Cache sizes getting smaller (some, i.e. L1; though not per core-cache) for AMD (unlike for Apple), for multi-threading?

Apple M1 was an impressive chip with for L1 cache (and those numbers matter, not just the larger MB-sized numbers people like to promote for L2+):

Performance cores
192+128 KiB per core
Efficiency cores
128+64 KiB per core

These numbers are unchanged for M3, and at least for M1, the former numbers are for instruction cache (Icache) and the alter for Dcache, assume also for M3. Both it, and Dcache, are important, and those are the largest I’ve ever seen. I don’t have data for M4.

But looking at the table for AMD’s microarch (world-class) Zen 1 to 5 I see Icache is getting smaller, halving to 32 KB for Zen 2 up to 5:

All else equal it seems worse, and if there’s a good reason for 192 KB in Apple’s why only 32 KB in AMD?

I think the reason could be the “μop” cache, and to be fair its size has consistently been going up (though data on it is missing for Zen 5).

So on ARM, each instruction is 4 bytes, holding 192*1024/4 = 49152 instruction presumably in L1 cache?

But for AMD only “6.75K”?! Note μop, micro-ops, means CISC x86 instructions are broken into 1 or more microops (so potentially even fewer x86 instructions stored), and those are stored in the μop cache (which is I believe separate from the L1 cache, if not how do they fit more ant more into the same 32 KB?). [The opposite is also done “they combine certain machine instruction sequences (such as a compare followed by a conditional jump) into a more complex μop which fits the execution model better”, exactly how μop are defined (and max. 2 merged?) is likely a closely guarded secret and subject to change, each μop may be getting smaller to fit more into same number of KB.]

The L1 KB numbers for Apple’s Arm could actually be split into L1 and μop, maybe evenly, or not, for all I know, for about 20+K instructions? I believe some Arm/RISC chips at least have microops, since RISC chips are less RISC than they used to be…

[Intel had a trace cache with Pentium 4, and I believe no current chips have such “Intel later introduced a similar but simpler concept with Sandy Bridge called micro-operation cache (UOP cache).”]

Also the Dcache is only up to 48 KB for AMD, vs 128 KB for Apple, and at least that’s an Apples to apples (no pun intended) comparison.

EDIT: I see not the L2 AMD cache is massive and per core, and getting larger to 1 MB, compensating for small L1 I- and D-cache, though of course with lower latency. Apples isn’t per core, and has no L3, unlike AMD.

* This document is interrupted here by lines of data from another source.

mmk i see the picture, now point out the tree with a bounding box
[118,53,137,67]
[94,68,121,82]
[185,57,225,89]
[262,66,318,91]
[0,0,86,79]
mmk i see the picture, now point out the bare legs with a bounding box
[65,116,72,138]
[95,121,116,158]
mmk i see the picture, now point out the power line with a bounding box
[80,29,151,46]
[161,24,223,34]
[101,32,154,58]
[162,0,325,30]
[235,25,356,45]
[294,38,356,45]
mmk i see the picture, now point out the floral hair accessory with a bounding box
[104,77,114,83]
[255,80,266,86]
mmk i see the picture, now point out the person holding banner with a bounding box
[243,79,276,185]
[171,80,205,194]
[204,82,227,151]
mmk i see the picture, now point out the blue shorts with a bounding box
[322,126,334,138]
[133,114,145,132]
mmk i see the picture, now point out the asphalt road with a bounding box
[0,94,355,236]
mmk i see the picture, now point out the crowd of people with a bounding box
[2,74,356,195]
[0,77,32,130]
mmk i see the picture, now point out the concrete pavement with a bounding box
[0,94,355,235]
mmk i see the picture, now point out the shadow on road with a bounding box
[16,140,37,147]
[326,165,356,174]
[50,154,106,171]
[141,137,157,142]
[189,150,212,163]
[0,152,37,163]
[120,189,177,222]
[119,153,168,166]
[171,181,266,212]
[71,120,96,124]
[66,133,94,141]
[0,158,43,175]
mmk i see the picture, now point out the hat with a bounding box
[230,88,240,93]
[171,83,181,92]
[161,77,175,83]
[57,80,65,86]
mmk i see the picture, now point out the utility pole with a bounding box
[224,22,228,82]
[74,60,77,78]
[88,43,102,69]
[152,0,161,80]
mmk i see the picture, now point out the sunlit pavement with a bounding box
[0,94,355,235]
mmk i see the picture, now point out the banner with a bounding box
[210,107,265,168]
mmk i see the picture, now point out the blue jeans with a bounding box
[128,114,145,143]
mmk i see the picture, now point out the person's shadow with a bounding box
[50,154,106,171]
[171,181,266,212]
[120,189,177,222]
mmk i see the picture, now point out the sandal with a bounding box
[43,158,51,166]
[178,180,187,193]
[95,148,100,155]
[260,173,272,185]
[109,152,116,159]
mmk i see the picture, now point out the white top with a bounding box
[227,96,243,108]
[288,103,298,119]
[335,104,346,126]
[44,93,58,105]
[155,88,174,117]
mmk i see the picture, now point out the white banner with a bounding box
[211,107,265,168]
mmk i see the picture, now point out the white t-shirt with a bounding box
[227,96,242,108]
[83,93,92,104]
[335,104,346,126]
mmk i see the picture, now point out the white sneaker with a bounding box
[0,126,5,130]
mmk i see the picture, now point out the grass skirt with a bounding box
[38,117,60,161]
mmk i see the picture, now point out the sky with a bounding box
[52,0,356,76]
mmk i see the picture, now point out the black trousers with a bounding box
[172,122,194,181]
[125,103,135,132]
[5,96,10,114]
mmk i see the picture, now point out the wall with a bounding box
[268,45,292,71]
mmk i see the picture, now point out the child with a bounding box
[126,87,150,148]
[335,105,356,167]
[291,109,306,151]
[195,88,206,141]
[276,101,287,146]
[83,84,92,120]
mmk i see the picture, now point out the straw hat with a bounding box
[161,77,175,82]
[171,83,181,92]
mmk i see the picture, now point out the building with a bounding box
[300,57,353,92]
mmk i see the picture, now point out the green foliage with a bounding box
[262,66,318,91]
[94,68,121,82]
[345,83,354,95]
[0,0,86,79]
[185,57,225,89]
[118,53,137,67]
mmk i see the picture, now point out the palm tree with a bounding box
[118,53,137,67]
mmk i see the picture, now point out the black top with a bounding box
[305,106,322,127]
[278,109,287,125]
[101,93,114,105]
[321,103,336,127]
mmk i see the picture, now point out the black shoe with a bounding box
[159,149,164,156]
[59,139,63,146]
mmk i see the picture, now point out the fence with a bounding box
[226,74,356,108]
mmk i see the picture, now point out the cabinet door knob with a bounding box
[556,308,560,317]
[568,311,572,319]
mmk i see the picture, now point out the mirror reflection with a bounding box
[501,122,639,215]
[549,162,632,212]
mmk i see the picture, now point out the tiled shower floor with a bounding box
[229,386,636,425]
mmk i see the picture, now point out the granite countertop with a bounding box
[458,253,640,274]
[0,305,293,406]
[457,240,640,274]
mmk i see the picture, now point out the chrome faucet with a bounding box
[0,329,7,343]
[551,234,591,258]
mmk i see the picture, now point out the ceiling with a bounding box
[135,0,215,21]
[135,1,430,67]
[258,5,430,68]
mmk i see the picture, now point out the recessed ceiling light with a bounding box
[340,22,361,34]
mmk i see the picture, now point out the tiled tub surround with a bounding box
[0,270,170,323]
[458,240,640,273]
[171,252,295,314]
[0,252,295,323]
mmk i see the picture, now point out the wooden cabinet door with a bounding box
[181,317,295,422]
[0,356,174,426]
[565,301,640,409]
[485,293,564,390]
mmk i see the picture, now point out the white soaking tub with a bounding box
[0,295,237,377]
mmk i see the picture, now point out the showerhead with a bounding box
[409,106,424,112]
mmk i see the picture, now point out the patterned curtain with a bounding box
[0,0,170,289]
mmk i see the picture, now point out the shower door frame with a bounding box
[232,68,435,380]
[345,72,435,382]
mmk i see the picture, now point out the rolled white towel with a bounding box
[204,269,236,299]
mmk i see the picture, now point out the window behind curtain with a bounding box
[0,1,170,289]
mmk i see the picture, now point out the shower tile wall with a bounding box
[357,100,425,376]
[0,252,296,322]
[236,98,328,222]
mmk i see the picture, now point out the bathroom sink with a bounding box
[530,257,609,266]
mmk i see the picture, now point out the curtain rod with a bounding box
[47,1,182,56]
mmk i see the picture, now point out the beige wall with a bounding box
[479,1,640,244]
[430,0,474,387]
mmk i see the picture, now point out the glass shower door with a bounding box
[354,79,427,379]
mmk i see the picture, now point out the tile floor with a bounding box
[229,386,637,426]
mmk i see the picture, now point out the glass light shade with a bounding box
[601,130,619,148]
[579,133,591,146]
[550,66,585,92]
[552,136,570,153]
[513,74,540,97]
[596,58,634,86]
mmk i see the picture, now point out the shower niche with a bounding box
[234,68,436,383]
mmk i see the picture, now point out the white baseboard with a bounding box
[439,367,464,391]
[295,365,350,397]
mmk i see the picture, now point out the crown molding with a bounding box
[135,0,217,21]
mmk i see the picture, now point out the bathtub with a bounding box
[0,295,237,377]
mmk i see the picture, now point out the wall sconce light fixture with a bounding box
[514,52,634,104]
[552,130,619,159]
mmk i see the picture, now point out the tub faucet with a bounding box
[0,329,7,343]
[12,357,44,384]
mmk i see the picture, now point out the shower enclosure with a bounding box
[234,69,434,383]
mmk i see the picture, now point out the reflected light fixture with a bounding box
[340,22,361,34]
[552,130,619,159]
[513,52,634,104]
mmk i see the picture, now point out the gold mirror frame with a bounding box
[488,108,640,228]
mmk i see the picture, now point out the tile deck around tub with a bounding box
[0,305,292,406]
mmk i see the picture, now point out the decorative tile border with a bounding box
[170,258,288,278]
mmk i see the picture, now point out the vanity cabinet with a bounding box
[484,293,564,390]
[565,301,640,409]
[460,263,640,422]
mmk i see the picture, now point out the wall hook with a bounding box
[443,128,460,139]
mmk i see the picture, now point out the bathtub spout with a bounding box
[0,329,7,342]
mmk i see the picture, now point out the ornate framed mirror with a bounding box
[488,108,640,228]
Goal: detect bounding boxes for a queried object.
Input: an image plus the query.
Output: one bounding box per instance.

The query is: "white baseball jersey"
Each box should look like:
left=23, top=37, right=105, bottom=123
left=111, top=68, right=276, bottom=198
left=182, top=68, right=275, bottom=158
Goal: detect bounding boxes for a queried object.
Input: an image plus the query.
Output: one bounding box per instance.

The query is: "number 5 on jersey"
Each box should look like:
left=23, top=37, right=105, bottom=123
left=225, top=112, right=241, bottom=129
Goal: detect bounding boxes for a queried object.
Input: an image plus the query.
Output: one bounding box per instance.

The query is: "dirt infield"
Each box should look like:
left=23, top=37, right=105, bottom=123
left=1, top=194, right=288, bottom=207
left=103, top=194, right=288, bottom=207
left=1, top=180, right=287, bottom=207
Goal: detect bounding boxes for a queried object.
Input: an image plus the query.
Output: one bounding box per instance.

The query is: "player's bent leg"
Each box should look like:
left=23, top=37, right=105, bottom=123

I think this reflects that AMD is going for very many cores (focusing more on data centers, and e.g. desktops and games an afterthought, unless programmers for are forced to eliminate single-threading more, or have already), and then per core cache size is expensive, you can rather have it smaller, and more cores. Sacrificing single-threaded performance (and well for any one core for for multithreaded, until you multiply by numbers of cores used at once)?!

So in short are Apple’s chips the best around still for single-threaded at least? Any good competitors?

Another thing I find interesting is that the latency for AMD, L1 cache is “4–8” [cycles], I would have thought the ideal single-cycle. You need to issue a new instruction every cycle, this might be explained by pipelining and/or rather the μop being the important part. And its latency, anyone know it?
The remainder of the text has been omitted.